Arts Review –
This is an exhibition that does, in a positive way, remind you of things. Jonathan Gibbs’s images straddle the line between abstract and narrative, so that as you look at the thirty or so small works in his one-man show at the Curwen Gallery, you seem to remember stories. In one you see, perhaps, a busy, quite dark interior, with a window top left showing sky and a tower block. Another suggests a window, framing boat and hill, in just the colours and mood to remind you of Cornish holidays. A third allows you to believe it portrays the artist’s studio, with chair and table, top light and clutter.
Many of the works are built up of more abstract patterns, but in most there seems to be some tug of recognition: the mixed texture of an old brick wall, the aerial pattern of waterways or streets.

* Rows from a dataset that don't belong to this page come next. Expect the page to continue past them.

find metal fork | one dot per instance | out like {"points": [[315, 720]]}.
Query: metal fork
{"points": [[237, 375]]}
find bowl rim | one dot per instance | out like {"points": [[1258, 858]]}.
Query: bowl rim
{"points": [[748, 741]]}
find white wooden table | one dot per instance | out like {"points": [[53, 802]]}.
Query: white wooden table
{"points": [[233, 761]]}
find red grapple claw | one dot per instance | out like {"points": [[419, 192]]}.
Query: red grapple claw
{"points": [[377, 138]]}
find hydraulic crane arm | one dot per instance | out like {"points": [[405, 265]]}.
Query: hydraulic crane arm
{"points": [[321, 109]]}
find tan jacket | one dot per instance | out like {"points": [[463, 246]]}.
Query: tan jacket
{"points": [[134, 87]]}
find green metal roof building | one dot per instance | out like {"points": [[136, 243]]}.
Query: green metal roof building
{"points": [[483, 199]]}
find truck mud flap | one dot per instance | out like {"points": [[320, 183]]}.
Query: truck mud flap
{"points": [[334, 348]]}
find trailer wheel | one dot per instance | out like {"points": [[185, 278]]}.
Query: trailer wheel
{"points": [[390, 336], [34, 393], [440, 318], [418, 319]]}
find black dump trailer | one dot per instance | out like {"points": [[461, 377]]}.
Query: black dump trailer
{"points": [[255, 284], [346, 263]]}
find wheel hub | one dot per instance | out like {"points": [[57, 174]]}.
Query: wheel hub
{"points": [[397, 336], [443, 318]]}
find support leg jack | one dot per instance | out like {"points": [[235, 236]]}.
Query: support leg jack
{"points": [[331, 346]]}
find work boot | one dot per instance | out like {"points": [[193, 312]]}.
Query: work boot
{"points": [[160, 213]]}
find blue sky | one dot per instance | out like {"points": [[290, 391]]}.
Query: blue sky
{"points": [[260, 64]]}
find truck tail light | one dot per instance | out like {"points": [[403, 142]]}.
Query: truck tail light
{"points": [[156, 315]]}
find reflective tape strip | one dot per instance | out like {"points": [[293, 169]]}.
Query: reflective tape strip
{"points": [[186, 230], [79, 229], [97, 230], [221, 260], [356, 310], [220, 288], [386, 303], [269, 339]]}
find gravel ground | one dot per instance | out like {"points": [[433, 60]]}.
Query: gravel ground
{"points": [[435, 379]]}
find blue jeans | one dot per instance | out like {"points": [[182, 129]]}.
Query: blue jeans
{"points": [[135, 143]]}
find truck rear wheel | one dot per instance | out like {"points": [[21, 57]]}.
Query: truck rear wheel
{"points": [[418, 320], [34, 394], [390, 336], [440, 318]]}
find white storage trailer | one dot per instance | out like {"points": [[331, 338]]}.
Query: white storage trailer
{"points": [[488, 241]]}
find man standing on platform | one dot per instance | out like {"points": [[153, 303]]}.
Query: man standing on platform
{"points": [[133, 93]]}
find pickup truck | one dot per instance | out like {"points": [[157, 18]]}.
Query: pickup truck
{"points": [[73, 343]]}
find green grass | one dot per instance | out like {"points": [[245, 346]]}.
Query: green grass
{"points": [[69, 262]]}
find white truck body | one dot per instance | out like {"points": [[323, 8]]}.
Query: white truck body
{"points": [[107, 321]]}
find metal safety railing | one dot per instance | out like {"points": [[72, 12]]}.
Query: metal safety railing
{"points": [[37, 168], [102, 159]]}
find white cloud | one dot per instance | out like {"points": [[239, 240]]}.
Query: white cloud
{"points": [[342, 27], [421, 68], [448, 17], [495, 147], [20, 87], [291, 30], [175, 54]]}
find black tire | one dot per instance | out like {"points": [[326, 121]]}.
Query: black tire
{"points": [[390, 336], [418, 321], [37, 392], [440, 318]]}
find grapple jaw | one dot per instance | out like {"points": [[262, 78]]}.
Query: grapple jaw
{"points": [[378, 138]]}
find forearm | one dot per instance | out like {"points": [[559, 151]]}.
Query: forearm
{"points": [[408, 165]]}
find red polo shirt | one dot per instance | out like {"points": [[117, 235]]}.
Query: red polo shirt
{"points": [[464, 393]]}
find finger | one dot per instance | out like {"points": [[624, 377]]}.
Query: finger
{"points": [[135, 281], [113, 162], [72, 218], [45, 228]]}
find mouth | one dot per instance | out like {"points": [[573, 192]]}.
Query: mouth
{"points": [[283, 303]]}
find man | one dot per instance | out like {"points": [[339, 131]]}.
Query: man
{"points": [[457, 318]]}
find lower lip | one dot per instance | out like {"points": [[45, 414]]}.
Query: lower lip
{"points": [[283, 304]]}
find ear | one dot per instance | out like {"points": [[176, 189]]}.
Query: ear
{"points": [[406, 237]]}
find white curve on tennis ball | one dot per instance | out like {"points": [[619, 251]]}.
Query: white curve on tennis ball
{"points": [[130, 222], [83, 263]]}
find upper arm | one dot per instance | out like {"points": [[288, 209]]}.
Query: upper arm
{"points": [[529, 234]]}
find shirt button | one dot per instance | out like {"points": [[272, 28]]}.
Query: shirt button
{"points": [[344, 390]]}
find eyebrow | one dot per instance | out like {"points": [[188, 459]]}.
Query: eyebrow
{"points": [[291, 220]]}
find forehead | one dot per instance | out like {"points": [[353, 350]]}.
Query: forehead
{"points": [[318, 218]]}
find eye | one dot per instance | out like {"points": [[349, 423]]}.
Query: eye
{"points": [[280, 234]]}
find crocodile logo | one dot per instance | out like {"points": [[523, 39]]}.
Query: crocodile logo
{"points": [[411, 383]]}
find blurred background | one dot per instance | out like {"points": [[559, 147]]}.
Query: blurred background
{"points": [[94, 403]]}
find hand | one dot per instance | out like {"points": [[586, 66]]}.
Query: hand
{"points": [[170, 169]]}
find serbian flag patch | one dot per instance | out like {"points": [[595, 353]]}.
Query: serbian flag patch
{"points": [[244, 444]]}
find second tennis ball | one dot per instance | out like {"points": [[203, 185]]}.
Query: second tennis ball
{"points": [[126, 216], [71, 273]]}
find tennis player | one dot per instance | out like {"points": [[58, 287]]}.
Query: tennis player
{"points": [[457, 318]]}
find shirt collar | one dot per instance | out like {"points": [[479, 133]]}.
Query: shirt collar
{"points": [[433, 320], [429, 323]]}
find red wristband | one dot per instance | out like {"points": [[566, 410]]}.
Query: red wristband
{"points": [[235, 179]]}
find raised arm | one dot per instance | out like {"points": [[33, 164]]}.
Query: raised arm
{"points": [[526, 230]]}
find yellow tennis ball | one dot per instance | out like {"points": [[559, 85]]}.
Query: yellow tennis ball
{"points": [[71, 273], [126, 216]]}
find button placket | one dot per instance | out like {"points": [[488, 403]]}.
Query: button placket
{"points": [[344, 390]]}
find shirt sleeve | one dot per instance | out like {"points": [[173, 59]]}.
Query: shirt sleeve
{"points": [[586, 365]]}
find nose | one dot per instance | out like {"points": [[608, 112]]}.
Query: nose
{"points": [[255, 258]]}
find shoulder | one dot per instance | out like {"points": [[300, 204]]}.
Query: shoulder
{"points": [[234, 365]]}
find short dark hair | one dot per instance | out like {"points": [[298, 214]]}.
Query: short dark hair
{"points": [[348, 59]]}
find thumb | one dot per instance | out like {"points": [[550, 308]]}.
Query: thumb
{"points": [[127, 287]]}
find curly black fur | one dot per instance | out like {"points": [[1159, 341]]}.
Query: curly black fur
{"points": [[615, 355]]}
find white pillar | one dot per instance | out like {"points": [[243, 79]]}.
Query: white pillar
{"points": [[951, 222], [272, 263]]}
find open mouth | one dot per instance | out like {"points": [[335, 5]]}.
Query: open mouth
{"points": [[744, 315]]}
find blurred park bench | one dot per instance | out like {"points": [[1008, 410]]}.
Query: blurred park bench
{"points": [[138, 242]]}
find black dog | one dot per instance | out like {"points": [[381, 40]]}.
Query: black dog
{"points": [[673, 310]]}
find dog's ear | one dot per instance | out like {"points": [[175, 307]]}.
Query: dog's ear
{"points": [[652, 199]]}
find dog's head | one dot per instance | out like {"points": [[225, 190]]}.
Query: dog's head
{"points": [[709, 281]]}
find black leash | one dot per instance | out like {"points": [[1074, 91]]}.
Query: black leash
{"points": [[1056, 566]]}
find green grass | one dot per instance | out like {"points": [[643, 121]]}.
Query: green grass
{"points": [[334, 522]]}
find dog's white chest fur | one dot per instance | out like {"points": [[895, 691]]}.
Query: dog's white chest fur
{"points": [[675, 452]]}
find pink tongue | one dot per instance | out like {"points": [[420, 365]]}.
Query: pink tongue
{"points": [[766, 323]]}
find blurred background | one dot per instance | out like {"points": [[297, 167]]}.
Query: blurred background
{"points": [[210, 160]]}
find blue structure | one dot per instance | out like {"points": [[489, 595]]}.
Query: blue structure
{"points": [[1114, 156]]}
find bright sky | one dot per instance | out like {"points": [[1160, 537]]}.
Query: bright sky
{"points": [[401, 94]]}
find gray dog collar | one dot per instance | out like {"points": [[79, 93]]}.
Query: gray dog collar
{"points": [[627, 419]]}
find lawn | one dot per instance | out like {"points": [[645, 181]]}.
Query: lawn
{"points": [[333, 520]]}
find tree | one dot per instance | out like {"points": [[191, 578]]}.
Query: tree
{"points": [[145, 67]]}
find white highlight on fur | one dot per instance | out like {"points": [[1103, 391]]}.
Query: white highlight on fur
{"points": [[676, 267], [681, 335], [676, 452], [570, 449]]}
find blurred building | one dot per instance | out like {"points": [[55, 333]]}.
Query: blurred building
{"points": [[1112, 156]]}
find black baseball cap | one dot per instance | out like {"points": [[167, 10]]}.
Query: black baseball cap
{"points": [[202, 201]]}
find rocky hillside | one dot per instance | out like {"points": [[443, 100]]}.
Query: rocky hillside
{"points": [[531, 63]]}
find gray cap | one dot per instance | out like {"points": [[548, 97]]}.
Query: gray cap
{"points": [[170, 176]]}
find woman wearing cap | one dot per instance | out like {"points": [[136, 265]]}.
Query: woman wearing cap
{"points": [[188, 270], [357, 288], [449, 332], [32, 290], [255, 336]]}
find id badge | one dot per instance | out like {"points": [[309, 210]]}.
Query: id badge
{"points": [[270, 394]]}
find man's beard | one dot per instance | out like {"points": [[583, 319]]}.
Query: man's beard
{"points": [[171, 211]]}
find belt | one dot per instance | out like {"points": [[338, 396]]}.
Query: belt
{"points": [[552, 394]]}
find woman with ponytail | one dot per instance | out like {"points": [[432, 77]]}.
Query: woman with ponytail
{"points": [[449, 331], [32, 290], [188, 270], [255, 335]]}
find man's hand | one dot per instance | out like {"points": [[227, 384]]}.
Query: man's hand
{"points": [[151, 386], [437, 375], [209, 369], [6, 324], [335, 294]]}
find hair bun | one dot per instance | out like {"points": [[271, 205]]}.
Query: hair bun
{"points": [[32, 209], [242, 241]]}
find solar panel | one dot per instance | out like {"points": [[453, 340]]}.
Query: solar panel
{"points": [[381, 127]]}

The artist seems to be teasing us into building stories out of his untitled patterns and textures.
For there are memories too in the style of painting. One group of four small works has a feel of thirties coloured woodcuts of industrial landscapes: dark, stylised waves of smoke leaving angular chimney stacks against a brown patched landscape. The back wall of the gallery has a series of small works suggesting the elegant control of greeting card art in coolly abstract still lives.
I suspect these are again invitations to read things into the work, for although the artist relishes variety of texture, working in all forms of crayon and paint, on paper or block mounted canvas, there is an underlying consistency of vision. The picture surface is divided and sub-divided, and those areas that generate textures and colours, and the boundaries between them creep and mingle. It is a quietly sensuous business of small scale painting, creating beautifully balanced flat surfaces that encourage the viewer to see them with depth and story.
After I’d seen the show I read Mary Rose Beaumont’s piece for this magazine about Jonathan Gibbs’s previous show. She had written most eloquently, what I felt two years later, but ended by asking whether the artist will »advance further into the natural world, or retreat back into what has been described as ‘atmospheric abstraction’.« I think we can now see that he is deliberately and skilfully playing between the two.